Refugee focus now turns from Turkey, EU to US, Russia, Gulf States

(Photo: LWF / MTI)Hungarian police form a cordon as refugees board a train for northern Europe in Sept. 2015.

The international crisis posed by refugees from the Syrian civil war and other conflicts has raised questions about whether all States are doing enough.

Church and religious groups are saying the United States should resettle at least 100,000 Syrian refugees in the next year and other countries face calls to do more.

Secular groups, the U.S. Conference of Catholic Bishops, the Lutheran Immigration and Refugee Service, and the Jewish refugee assistance agency HIAS have backed the 100,000 figures proposed by Church World Service.

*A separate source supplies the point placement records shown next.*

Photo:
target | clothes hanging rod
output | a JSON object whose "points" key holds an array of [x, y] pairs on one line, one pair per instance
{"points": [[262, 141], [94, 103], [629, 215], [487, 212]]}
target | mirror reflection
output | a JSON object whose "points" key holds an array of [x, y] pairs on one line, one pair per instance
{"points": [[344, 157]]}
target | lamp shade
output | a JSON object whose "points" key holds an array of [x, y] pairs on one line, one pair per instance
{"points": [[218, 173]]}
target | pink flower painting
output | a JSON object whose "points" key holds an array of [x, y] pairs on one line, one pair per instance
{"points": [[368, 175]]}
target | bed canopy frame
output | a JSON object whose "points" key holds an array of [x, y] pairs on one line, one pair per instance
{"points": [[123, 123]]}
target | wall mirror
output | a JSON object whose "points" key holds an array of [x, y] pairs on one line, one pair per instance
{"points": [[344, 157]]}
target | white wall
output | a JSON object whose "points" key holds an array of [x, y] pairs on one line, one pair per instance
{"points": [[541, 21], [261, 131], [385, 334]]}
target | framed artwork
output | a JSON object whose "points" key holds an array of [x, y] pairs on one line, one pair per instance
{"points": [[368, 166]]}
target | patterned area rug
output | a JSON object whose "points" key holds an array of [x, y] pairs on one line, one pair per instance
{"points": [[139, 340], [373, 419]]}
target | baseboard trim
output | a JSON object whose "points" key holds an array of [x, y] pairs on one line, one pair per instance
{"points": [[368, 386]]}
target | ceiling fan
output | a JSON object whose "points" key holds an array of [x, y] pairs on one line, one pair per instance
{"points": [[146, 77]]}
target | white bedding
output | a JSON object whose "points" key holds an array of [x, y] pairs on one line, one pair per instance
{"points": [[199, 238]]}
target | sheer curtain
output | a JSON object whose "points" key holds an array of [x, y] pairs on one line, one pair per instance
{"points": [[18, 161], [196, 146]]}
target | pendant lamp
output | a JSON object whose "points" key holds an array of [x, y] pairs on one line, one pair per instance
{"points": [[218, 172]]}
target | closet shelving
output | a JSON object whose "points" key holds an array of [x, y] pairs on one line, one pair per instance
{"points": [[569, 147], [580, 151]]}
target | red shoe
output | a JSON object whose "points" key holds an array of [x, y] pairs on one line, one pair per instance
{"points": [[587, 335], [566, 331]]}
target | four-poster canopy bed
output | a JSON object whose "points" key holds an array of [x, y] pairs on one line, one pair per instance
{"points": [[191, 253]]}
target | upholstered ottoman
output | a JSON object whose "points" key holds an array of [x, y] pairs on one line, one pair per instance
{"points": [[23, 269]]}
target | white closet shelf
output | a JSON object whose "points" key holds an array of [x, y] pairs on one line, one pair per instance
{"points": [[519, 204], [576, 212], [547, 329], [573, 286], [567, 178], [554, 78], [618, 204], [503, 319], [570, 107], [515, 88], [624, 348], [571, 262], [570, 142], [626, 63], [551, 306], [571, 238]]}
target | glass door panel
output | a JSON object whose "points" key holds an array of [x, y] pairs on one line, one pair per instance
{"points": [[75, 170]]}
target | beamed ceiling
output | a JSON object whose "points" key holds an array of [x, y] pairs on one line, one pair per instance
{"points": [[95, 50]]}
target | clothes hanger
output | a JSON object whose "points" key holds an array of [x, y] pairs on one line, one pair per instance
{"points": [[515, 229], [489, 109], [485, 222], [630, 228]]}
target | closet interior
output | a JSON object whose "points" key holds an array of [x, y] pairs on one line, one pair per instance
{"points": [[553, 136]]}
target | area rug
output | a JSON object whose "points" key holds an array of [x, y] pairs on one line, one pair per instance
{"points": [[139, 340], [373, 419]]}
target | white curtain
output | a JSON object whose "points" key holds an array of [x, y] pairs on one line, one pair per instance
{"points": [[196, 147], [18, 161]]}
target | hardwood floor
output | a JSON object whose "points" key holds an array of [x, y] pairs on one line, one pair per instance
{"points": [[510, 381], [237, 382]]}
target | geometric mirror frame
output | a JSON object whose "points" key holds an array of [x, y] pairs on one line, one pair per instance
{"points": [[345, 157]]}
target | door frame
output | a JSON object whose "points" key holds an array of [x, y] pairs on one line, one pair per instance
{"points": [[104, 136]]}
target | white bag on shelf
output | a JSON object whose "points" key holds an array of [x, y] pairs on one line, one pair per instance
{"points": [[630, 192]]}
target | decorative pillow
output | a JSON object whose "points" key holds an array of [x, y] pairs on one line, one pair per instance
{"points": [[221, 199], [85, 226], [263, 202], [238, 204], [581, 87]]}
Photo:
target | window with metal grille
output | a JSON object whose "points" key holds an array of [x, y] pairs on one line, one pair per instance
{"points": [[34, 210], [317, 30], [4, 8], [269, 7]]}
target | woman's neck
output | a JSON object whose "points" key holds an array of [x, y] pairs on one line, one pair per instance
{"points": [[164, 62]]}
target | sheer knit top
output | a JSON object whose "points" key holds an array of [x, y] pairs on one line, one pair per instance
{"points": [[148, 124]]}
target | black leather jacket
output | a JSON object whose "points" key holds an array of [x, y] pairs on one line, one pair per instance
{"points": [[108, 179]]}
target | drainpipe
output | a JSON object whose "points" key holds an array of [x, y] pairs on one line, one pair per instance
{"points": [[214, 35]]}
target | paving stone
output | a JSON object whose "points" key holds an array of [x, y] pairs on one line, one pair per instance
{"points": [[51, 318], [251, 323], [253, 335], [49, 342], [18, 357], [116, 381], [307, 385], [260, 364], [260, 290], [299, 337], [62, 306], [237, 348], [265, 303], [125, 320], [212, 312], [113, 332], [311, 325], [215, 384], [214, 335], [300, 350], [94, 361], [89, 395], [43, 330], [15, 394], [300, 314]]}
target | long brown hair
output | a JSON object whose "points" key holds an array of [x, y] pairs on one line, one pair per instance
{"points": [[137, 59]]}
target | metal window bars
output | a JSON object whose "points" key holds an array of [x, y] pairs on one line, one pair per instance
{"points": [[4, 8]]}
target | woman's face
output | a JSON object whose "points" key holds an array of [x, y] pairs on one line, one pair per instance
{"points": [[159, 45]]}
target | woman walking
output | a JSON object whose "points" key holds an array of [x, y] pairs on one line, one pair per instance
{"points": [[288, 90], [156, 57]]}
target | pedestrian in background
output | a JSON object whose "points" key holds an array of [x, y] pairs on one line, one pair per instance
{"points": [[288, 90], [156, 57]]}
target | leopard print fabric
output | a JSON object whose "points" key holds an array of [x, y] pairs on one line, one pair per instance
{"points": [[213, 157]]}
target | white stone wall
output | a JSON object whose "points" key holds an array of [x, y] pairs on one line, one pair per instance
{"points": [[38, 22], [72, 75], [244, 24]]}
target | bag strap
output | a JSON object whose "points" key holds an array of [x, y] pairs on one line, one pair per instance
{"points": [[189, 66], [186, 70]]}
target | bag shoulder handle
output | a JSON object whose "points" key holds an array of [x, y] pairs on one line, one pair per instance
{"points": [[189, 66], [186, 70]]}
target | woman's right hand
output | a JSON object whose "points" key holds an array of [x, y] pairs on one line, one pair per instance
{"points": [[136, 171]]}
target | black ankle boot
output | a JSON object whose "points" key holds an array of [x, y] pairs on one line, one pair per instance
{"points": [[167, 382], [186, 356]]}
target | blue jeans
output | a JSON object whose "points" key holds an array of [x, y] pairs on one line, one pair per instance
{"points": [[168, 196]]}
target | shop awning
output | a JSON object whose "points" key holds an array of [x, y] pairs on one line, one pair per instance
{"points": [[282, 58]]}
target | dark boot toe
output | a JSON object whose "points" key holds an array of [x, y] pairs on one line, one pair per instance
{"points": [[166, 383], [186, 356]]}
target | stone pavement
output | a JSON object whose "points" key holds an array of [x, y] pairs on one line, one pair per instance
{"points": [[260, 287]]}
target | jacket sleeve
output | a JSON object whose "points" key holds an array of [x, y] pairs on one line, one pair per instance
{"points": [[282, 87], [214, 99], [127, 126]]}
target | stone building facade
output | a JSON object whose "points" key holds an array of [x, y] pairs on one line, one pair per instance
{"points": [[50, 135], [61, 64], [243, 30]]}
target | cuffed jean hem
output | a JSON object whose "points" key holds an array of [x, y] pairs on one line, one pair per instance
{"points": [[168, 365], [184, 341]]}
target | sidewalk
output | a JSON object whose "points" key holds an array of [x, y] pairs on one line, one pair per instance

CWS works in partnership with the World Council of Churches and ACT Alliance and has also called for the U.S. to increase its total resettlement commitment to 100,000 from other parts of the world.

But it not the only the United States and Europe that are being asked to pull their weight in solving the world refugee crisis.

There are calls for other countries like the Gulf States, Russia and Japan to step in and accept people.

The 3.8 million refugees from Syria (95 per cent) are in just five countries Turkey, Lebanon, Jordan, Iraq and Egypt, Amnesty International notes.

Amnesty says:

• The six Gulf countries - Qatar, United Arab Emirates, Saudi Arabia, Kuwait and Bahrain - have offered zero resettlement places to Syrian refugees.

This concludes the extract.